LB-t - A parallel 3D lattice-Boltzmann CFD solver

Author: Tobit Flatscher (December 2019 - September 2022)

This branch (devel) is currently work in progress - for the functional and tested version refer to the legacy main branch!

Overview

This is a library for computational fluid mechanics (CFD) based on the lattice-Boltzmann method (LBM). It extends the initial LB-t by grid generation with the VTK library as well as full unit-testing. In order to reduce dependencies it can also be compiled without VTK for a minimum number of dependencies. For more details on installation and usage refer to the following documentation as well as to the documentation contained in doc/. The structure of the repository can be found below:

.
├── doc/               # general documentation
│   ├── Docker.md        # explains how a Docker can be used to run the code without installing it on the host system
│   ├── Install.md       # the installation manual for different operating systems
│   ├── Performance.md   # discusses the integrated tools that can be used to benchmark the code
│   ├── TestCases.md     # explains the physical test cases that were used to verify the code
│   ├── UnitTests.md     # explains the reasoning behind the unit-test suite and how it can be launched
│   └── ...
├── docker/            # contains a Docker container as well as a Docker-Compose configuration file
├── examples/          # contains Json configuration files showing how the standalone can be started
├── src/               # contains the source code
│   ├── .../
│   ├── CMakeLists.txt   # CMake file for the library and executable
│   └── ...
├── test/              # contains over 1000 unit-tests guaranteeing the correct functionality
│   ├── .../
│   ├── CMakeLists.txt   # CMake file for the unit-tests
│   └── ...
├── .devcontainer/     # contains configuration files for containers in Visual Studio Code
└── .vscode/           # contains configuration files for Visual Studio Code

FAQ

• Who is this code for?
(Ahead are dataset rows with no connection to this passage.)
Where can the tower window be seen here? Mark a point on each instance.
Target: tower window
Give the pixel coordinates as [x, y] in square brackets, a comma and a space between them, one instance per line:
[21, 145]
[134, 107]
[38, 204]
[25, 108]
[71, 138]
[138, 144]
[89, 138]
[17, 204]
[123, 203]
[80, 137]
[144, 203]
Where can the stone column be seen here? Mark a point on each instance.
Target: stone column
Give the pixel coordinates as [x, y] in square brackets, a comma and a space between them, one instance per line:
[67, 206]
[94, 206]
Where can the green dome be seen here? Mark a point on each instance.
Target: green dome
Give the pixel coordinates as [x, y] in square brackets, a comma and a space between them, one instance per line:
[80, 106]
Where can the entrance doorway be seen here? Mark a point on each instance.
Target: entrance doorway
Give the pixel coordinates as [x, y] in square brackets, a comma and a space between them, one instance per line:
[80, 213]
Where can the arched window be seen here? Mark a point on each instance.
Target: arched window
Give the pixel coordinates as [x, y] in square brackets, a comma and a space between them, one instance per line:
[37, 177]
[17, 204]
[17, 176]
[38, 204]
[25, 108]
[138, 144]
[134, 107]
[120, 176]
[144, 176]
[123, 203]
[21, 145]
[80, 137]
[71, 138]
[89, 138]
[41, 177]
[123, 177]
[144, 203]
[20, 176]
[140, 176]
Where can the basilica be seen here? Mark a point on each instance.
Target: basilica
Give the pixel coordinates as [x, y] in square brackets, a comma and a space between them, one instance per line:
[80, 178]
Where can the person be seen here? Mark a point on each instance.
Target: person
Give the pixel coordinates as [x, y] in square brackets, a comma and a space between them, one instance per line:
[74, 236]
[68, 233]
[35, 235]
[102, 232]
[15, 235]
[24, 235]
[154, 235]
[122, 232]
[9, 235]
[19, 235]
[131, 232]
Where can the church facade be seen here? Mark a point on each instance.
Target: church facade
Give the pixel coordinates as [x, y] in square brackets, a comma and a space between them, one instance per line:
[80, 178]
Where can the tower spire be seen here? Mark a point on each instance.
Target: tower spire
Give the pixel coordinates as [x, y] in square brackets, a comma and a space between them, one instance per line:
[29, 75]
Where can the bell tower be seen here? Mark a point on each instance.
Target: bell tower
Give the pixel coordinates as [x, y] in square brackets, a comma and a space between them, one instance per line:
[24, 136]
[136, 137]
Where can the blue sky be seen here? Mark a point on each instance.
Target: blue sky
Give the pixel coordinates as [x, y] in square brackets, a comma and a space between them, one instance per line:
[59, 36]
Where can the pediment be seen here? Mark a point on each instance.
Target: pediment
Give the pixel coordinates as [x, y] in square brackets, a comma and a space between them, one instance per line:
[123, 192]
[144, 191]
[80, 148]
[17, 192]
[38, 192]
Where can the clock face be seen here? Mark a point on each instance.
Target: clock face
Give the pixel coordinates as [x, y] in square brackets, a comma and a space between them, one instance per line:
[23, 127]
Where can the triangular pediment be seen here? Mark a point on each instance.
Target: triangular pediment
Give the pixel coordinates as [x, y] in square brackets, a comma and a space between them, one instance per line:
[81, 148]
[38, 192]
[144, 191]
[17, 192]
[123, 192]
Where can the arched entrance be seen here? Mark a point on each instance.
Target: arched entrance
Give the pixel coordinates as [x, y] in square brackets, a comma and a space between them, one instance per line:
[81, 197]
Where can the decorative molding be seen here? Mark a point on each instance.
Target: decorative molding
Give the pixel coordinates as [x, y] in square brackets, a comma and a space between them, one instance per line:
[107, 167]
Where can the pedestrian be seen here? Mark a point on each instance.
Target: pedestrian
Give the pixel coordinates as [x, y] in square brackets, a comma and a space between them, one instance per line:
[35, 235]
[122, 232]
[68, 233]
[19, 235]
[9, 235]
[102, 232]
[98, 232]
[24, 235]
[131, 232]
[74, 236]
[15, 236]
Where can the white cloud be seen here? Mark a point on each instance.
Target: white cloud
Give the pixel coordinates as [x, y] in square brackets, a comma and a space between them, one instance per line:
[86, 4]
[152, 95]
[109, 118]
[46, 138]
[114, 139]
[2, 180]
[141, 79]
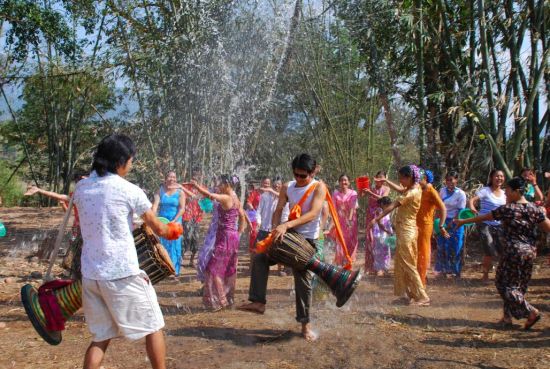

Additionally to people using the code for the obvious reason of fluid dynamics simulations this code is mainly intended for people getting started with their own computational fluid dynamics frameworks based on the lattice-Boltzmann method that are interested in obtaining high performance while guaranteeing flexibility and are looking for a fully-tested example with automated benchmarks to compare their implementations to.
• What are the advantages over other existing implementations?
  • The code uses modern C++17 and also includes some features of C++20 that will be gradually rolled-out in future releases.
  • The framework is fully templated with type traits for custom lattices and memory access patterns. This allows e.g. to benchmark A-A and A-B access patterns based on the same implementation and allows the user to simply specifying a new memory access pattern or other lattices, such as compressible lattices, by specialising the traits.
  • The code is fully multi-threaded leveraging on OpenMP for parallelisation. The code is designed with parallelisation in mind and reduces the memory impact with a A-A access pattern. In this case the code scales with well over 80% scalability over most common many-core processors.
  • Optimised implementations of collision operators are provided with AVX2 and AVX512 vector intrinsics.
  • The code has minimal dependencies. It can compile with basic Make without any library other than the C++ standard libraries. Additionally modules for Json parsing with nlohmann::json as well as geometry pre-processing with VTK can be included if desired, simplifying the usage.
  • The geometry pre-processing and grid-generation is handled by the powerful VTK library. If this functionality is not desired the user can also only work with mathematically specified geometries, losing flexibility but also reducing the required dependencies.
  • The framework leverages on constexpr mathematical calculations at compile-time in particular for the type traits. For this purpose it includes an own small constexpr mathematical library that is also fully unit-tested.
  • The framework includes own classes for physical units and user-defined literals.
  • It also includes a simple fluid material library that can estimate density and viscosity of various gases.
  • The code aims at being fully unit-tested. Currently this is achieved by over 200 parameterised and templated test suits resulting in over 1000 individual automated unit tests.
  • The code comes with a Docker container and a corresponding CI toolchain. This simplifies execution and testing on a new system while having virtually no overhead.
  • The code is fully documented with Doxygen that includes references to literature and relevant papers.

License

This framework is released under the MIT license.